私たち一人ひとりの選択が、バリの未来をつくり出していきます。ただ波に乗るだけの観光客で終わらず、この島の自然と文化を守り育てるパートナーとなることこそ、本当の意味で「楽園」を体験する鍵ではないでしょうか。

波が紡ぐ、あなただけのバリ物語

バリの波は単なる水の塊ではありません。それはインド洋の遥か遠くから旅を続けてきた地球のエネルギーであり、島の魂が宿るメッセンジャーでもあります。
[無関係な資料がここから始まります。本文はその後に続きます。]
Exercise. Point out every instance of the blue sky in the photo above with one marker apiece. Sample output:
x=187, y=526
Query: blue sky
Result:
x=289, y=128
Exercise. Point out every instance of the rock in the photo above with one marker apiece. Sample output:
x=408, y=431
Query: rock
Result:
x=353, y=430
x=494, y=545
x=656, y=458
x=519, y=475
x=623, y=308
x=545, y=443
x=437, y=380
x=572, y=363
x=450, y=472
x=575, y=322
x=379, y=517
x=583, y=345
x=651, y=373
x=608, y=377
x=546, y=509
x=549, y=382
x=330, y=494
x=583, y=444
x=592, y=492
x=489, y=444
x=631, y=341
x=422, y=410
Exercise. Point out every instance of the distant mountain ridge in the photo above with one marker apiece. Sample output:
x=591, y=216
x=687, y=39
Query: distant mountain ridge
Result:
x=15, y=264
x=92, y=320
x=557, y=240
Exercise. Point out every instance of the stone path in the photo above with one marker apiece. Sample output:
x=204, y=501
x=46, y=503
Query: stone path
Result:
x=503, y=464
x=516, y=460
波に身を任せることは、自然と一体になる神聖な儀式のような体験です。

地元のサーファーと共に訪れる秘密のビーチへの旅は、ただのサーフスポット巡りとはまったく異なります。地図に載っていない小道を進み、崖を下り、観光客の知らない景色に出会う冒険なのです。言葉の壁を越えて笑顔を交わし、ワルンで同じ釜の飯を食べ、波を分かち合うことで芽生える温かな友情の物語でもあります。そしてまた、自然への畏敬の念やバリ・ヒンドゥーの深い精神性に触れながら、自分自身の内面を見つめ直すスピリチュアルな探求でもあるのです。
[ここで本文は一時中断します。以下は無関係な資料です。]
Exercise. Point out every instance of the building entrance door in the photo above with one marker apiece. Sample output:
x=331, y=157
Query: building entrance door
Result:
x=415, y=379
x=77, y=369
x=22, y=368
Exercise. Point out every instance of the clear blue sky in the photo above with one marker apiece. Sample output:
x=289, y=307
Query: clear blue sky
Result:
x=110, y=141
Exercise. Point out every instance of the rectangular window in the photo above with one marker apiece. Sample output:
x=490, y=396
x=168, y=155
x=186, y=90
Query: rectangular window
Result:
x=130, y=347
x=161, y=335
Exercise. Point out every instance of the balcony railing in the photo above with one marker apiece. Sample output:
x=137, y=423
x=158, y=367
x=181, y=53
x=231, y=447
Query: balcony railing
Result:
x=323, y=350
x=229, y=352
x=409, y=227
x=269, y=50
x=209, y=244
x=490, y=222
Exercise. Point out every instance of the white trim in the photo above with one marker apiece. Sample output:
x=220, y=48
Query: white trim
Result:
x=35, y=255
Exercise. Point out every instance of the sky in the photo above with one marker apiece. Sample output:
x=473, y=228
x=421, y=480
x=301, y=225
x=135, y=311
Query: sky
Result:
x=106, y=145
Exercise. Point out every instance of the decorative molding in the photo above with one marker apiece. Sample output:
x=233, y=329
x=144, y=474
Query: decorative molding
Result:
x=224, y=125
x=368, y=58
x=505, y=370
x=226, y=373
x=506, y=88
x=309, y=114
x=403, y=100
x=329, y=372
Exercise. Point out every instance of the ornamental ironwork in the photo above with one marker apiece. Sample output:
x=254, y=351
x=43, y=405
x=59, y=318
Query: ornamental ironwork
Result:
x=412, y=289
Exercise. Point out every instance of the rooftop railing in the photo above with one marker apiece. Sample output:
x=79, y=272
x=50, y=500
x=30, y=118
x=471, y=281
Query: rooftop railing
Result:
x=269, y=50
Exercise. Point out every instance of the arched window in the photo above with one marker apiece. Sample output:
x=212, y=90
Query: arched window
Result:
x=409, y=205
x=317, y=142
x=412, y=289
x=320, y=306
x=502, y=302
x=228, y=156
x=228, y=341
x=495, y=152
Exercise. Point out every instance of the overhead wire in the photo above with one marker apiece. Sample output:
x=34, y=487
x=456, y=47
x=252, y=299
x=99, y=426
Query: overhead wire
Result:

あなたがバリのシークレットポイントで波を待つとき、聞こえてくるのは風のささやきと、リーフに打ち寄せる波の音だけかもしれません。隣には、日に焼けた顔で遠くの水平線を見つめるローカルの友人がいるでしょう。その静寂の中で、きっとあなたは感じるはずです。今まさに、自分が地球という大きな生命体の一部であり、この壮大な自然の中に生きているのだということを。

波のチューブを駆け抜ける瞬間の高揚も、夕日に染まる海辺で仲間と笑い合った時間も、すべてがあなたの人生という名のサーフボードに刻まれる、かけがえのない記憶のワックスとなっていくでしょう。旅を終え日常に戻った後も、ふとした瞬間にバリの潮の香りや太陽の温もりを思い出すに違いありません。

さあ、次はあなたがその物語を紡ぐ番です。勇気を持って一歩を踏み出し、あなただけの波を求めて旅立ってください。神々の島バリは、その完璧な波と温かな人々の笑顔で、いつでもあなたを迎えてくれます。スラマッ・ジャラン(良い旅を)。